One key to political relevance is simple - a predictable centrist libertarian swing vote. This is a variation of your "pressure group" notion, except that it votes as a block. The rub - for a swing vote to be predictable it has to be organized. And nobody yet has figured out how to herd these cats. This is sometimes referred to as the "Hot Tub Libertarian" Problem.
There is an answer. There is a way to herd these cats. Paraphrasing from my post "Curing Libertarian Electile Dysfunction":
Libertarian swing vote organization is going to have to look different than traditional political organization. After all, it is something we will have to accomplish while sitting in the hot-tub. What is needed, is an organizing principle. Ideally, a principle that is so obvious, so logical, and so clear-cut, that no leadership is needed, no parties are needed, no candidates are needed, and no infrastructure is needed. Ideally it is this easy: You think about the principle, and you know how to vote.
That organizing principle exists. It is Divided Government. It is absolutely clear-cut and easy to understand. Divided Government is documented by Niskanen et.al. to work in a practical real-world manner to restrain the growth of the state. As a voting strategy it can be implemented immediately. More importantly, it can collectively be implemented individually as we sit in our hot tubs and ponder the sorry state of the world. Whatever the percentage of the electorate that libertarians represent, whether it is 9% or 20%, if they vote as a block for divided government, they immediately become the brokers of an evenly split partisan electorate. They arguably become the single most most potent voting block in the country, specifically because they are willing to vote either Democratic or Republican as a block. Specifically because they are not fused to one party or the other.
If the libertarian "divided government vote" is shown to swing elections for two or three cycles, then libertarians will no longer be inchoate, their message no longer be diffused, and their political clout no longer flaccid. As long as the bulk of the electorate remain polarized and balanced, even a small percentage libertarian swing vote organized around divided government will be enough for libertarians to display the biggest swinging political "hammer" in town.
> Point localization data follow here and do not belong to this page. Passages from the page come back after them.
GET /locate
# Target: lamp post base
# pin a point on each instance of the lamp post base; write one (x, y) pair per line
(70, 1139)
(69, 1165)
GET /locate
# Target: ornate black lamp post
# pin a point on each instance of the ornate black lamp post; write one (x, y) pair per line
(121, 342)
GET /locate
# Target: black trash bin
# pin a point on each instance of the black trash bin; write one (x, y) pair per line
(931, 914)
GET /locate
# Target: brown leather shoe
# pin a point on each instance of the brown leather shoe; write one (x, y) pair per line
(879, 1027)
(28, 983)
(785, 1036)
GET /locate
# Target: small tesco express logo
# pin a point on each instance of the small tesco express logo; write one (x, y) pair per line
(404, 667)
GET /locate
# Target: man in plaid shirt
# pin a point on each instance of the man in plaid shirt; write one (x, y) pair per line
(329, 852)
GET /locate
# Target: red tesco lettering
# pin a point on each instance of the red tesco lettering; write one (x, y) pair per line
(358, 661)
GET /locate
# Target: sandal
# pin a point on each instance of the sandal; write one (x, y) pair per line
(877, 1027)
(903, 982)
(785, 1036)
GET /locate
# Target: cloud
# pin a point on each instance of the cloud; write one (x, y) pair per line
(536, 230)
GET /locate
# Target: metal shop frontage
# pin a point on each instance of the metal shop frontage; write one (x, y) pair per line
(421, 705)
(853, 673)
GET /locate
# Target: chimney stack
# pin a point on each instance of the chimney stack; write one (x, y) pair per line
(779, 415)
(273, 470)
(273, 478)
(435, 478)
In practice I think a problem for libertarianism-qua-voting-bloc is that, in addition to being "libertarian," most libertarians have an _actual_ political identity (as liberals, conservatives, populists, or corporatists). Left to their own devices their votes would scatter, absent elites whose views people can parrot and follow. However, libertarianism lacks cultural depth and thus has a hard time finding elites that the base can get behind.
I would argue that the libertarian movement is disproportionately influential (given how few people are libertarians) if you treat it as a voting bloc; however, its influence is more-or-less what you'd expect of a pressure group. Which brings me again to the notion that it would make more sense for the movement to be like the NRA or AIPAC -- hold events to get people interested in the ideology, use endorsements wisely, run attack ads, etc. -- than to try to set up as a political party. Ron Paul has had much less influence on the course of American politics than the Koch brothers.